My thoughts on this API have in some ways evolved, and some ways not budged at all and have even been reinforced
It all comes down to shared Strings. They are in the ABI right now, so all of the performance wins that we've got in Swift 5 with UTF8 Strings are happening despite branching to check for external backing storage. All of the changes needed to expose this in the language are just surface level. That's just awesome.
So why do we even need a way to manually initialise String's storage, when we can so easily provide our own? Are there actual benefits to using String's built-in storage type for these cases? (I can only think of one: COW checks/in-place mutations. Can shared String's not be extended to incorporate this?)
And then this doubles back to consistency with Array: if String can accommodate external storage with such great performance, it seems strange that Array couldn't do that, too. (Of course, Array is in many ways a lot simpler and always performed better than a Unicode-compliant String, so it has more to lose).
I asked about it when the equivalent Array API was proposed. The answer I got about the 'count' header seems pretty easy to overcome in the face of everything String is able to pull off. I'm sure we could devise a way to communicate the element count.

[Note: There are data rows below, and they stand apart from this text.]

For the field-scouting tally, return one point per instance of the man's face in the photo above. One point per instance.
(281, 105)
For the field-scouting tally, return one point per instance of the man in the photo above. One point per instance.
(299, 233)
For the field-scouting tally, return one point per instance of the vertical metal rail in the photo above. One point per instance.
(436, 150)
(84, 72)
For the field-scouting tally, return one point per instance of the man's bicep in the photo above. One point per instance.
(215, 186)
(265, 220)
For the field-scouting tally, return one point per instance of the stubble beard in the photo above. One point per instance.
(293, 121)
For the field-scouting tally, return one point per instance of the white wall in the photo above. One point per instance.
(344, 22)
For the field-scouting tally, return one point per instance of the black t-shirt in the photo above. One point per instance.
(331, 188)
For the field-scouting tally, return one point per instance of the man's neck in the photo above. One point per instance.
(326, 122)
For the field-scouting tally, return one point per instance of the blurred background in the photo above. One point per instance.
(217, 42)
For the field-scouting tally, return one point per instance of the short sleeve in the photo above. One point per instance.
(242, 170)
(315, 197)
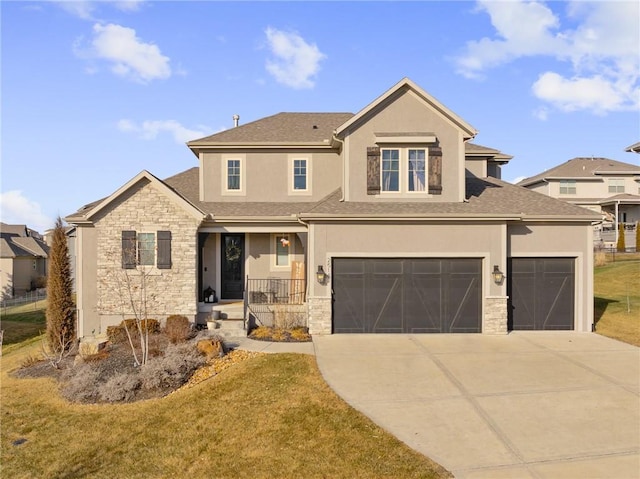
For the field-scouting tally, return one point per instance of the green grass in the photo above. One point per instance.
(268, 417)
(617, 299)
(20, 323)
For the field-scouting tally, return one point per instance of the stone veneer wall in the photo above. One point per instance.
(319, 315)
(170, 291)
(495, 315)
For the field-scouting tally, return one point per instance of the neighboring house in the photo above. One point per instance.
(608, 187)
(390, 218)
(70, 233)
(23, 259)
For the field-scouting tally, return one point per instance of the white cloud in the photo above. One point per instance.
(600, 52)
(128, 55)
(150, 129)
(15, 208)
(295, 61)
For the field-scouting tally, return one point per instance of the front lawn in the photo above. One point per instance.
(617, 299)
(269, 416)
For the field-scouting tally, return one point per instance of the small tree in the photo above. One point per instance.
(621, 247)
(61, 331)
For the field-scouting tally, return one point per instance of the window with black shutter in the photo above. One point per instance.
(129, 254)
(164, 250)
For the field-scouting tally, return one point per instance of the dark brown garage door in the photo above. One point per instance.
(541, 292)
(412, 295)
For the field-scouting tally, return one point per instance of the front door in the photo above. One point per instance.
(232, 261)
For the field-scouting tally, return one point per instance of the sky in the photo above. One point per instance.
(93, 92)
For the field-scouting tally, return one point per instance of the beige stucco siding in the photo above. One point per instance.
(268, 175)
(144, 208)
(406, 114)
(560, 240)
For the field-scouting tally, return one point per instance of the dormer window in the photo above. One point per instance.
(403, 170)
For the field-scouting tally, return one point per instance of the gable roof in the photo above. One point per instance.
(583, 168)
(87, 212)
(280, 130)
(407, 85)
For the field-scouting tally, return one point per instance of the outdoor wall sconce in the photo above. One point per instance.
(321, 276)
(209, 295)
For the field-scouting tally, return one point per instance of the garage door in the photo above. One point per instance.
(412, 295)
(541, 292)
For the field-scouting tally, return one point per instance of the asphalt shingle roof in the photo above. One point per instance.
(583, 168)
(280, 128)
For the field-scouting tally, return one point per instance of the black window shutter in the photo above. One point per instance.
(373, 170)
(129, 249)
(435, 170)
(164, 250)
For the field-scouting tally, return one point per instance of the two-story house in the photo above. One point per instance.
(608, 187)
(387, 220)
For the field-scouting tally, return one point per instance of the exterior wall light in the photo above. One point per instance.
(321, 276)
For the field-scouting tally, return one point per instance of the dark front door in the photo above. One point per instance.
(232, 263)
(410, 295)
(541, 292)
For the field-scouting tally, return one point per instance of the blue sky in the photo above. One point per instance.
(95, 92)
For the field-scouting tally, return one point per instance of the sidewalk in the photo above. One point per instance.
(272, 347)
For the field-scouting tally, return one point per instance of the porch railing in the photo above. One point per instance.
(276, 291)
(275, 302)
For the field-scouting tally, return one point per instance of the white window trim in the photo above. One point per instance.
(274, 253)
(403, 183)
(243, 176)
(308, 190)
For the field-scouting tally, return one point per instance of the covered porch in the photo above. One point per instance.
(261, 267)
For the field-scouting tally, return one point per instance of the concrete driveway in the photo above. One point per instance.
(524, 405)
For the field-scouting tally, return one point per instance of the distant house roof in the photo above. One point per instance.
(21, 241)
(583, 168)
(635, 148)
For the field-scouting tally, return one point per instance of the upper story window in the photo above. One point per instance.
(616, 185)
(300, 174)
(403, 169)
(567, 187)
(146, 249)
(233, 175)
(299, 180)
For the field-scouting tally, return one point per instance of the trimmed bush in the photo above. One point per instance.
(121, 387)
(177, 329)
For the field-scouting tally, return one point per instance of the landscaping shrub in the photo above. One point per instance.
(177, 328)
(173, 369)
(211, 348)
(81, 383)
(121, 387)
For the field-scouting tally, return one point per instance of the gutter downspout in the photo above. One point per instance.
(617, 222)
(344, 165)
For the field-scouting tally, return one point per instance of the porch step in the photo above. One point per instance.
(229, 328)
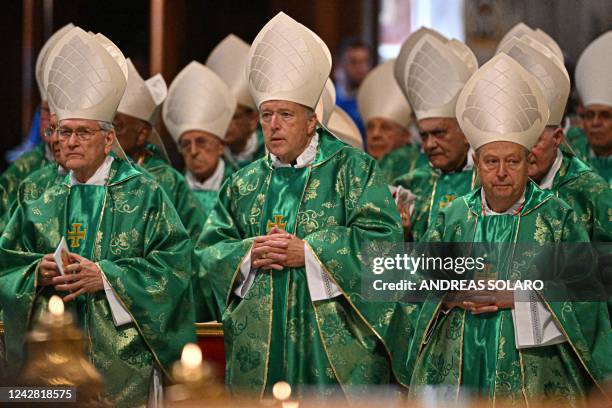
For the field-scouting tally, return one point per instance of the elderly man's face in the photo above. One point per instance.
(287, 127)
(45, 114)
(502, 169)
(384, 135)
(544, 153)
(84, 145)
(444, 143)
(132, 133)
(243, 124)
(597, 122)
(201, 151)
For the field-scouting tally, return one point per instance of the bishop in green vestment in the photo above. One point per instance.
(128, 282)
(496, 348)
(282, 247)
(449, 173)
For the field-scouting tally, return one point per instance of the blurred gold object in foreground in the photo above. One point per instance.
(56, 357)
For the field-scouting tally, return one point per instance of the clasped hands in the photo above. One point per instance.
(480, 301)
(81, 276)
(277, 250)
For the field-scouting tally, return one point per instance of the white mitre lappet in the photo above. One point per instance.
(85, 78)
(344, 128)
(326, 103)
(407, 45)
(433, 75)
(198, 100)
(143, 99)
(379, 96)
(594, 72)
(43, 56)
(228, 60)
(502, 101)
(287, 62)
(522, 29)
(546, 69)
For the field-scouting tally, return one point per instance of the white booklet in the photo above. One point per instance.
(61, 256)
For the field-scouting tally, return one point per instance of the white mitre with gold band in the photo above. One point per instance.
(43, 56)
(288, 62)
(407, 45)
(344, 128)
(433, 76)
(326, 103)
(502, 101)
(522, 29)
(379, 96)
(83, 80)
(198, 100)
(546, 68)
(143, 99)
(228, 60)
(594, 72)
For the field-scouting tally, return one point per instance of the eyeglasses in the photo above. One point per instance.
(83, 134)
(205, 144)
(49, 131)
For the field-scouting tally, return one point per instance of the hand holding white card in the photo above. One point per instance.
(62, 256)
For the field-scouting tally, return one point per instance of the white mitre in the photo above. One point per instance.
(288, 62)
(83, 80)
(43, 56)
(326, 103)
(228, 60)
(594, 72)
(546, 68)
(502, 101)
(198, 100)
(433, 76)
(143, 99)
(344, 128)
(521, 29)
(379, 96)
(407, 45)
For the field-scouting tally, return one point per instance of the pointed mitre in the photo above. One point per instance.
(551, 76)
(521, 29)
(433, 76)
(83, 80)
(198, 100)
(326, 103)
(379, 96)
(594, 72)
(43, 56)
(228, 60)
(344, 128)
(289, 62)
(502, 101)
(407, 45)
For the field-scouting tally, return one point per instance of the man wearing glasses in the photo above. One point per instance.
(127, 281)
(197, 113)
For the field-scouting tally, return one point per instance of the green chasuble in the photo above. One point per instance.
(580, 144)
(466, 353)
(434, 190)
(186, 204)
(18, 171)
(588, 194)
(132, 232)
(401, 161)
(338, 205)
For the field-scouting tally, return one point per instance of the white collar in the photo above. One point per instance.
(212, 183)
(247, 153)
(512, 210)
(100, 177)
(304, 159)
(546, 183)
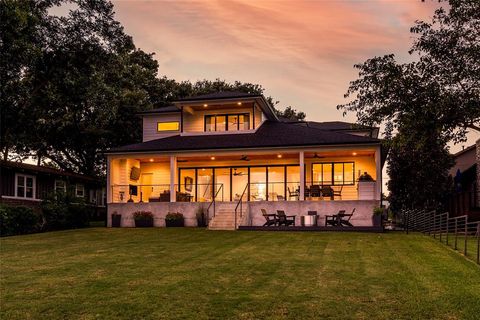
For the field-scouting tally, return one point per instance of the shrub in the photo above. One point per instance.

Anyway, on the proposal as written:
I'm pretty sure I remember being told that functions in Swift either succeed, throw, or something catastrophic/unrecoverable happens - i.e. a fatalError
(as opposed to the 'exception' model). So IMO throwing is the right way for initialisation-closures to model failure. It's not clear if an empty String is necessarily always a failure condition.
We should drop the documentation comments about setting initializedCount
to 0 on failure (again, throwing is the way to indicate a failure), and certainly the part about doing so if the capacity is not sufficient, since it implies the API might somehow give you less capacity than you asked for (i.e. an allocation failure, which should be a fatalError
), and @David_Smith literally just said it was a "key design constraint" that you can intentionally ask for less and presumably append the rest later.
The most contentious issue is this:
People who are using an 'unsafe' initialiser are probably doing so because performance is critical. Validating the data is O(N), so I think it would be useful to provide a non-validating version as well.
Not important, but out of curiosity: do we know what happens if a String somehow manages to contain invalid UTF8? Is something likely to crash or fall in to an infinite loop?